Amber is a teacher, and she tutors after school a couple of days a week. In other words, their incomes aren't so different from those of people you probably know, some of whom may be trying to work their way out of debt. The Mollinos feel financially secure, and they are enjoying their lives. Both are grateful that they were able to understand early what debt would cost them and develop a habit of saving. (You can use Credit.com's online tool to see what your debt costs you over a lifetime.)

What They Learned

Amber's advice: "I would just like to let couples know that it is a good idea to set up a plan if someone is in the hospital and not able to take care of bills or any financial concerns that they need to be aware of how the bills are paid."

And from Daniel, who notes that despite his traumatic brain injury, "I bought a house, I've gone on trips, and I'm still (financially) good."

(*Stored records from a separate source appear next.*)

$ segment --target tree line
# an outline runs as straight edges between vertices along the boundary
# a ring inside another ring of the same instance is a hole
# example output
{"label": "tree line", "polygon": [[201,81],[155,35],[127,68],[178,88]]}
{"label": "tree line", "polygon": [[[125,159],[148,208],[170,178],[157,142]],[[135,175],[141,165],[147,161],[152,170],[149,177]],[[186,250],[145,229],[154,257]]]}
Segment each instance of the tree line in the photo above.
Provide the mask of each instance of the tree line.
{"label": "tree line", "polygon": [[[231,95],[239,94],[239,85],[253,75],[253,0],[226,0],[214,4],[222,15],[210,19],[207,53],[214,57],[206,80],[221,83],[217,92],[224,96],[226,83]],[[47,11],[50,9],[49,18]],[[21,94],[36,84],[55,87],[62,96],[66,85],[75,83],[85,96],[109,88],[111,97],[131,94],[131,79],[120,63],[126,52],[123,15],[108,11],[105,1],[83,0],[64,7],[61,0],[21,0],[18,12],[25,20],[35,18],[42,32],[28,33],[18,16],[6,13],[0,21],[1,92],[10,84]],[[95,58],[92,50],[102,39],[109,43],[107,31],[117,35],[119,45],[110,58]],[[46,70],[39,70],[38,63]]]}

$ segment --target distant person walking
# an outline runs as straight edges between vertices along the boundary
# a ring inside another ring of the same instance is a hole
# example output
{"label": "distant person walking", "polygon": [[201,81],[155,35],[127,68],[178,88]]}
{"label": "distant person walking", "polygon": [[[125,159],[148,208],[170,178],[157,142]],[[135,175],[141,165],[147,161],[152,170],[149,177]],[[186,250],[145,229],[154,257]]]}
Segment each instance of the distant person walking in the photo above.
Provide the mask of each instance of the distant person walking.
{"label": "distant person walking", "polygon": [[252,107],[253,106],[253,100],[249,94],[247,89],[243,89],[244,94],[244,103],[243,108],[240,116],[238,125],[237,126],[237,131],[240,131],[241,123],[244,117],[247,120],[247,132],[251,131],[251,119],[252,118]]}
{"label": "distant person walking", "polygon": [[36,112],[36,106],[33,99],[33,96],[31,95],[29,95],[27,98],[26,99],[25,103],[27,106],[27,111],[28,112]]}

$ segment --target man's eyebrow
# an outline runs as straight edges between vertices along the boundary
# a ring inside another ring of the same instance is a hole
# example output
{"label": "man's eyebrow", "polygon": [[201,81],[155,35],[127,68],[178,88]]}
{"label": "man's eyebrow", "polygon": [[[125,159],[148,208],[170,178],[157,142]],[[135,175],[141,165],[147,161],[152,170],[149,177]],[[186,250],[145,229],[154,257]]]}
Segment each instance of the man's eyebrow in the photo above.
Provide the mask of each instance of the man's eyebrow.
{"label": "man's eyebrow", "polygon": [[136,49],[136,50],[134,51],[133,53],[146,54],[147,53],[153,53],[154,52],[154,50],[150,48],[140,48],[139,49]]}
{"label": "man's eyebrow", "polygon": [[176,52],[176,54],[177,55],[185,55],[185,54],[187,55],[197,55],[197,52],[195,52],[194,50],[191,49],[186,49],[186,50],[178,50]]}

Both say there was plenty of stress related to Daniel's accident -- and that the absence of financial stress probably helped keep the other stress from overwhelming them. These days, they are working on Daniel's planned bike ride across the country to help raise awareness about traumatic brain injury and to recognize the healthcare facilities that helped him. (That, and Daniel says he's still trying to get his younger brother to use Mint.com, so he can see, visually, where money is going.)

Because he knows that good money management can pay off in ways that can't be calculated financially.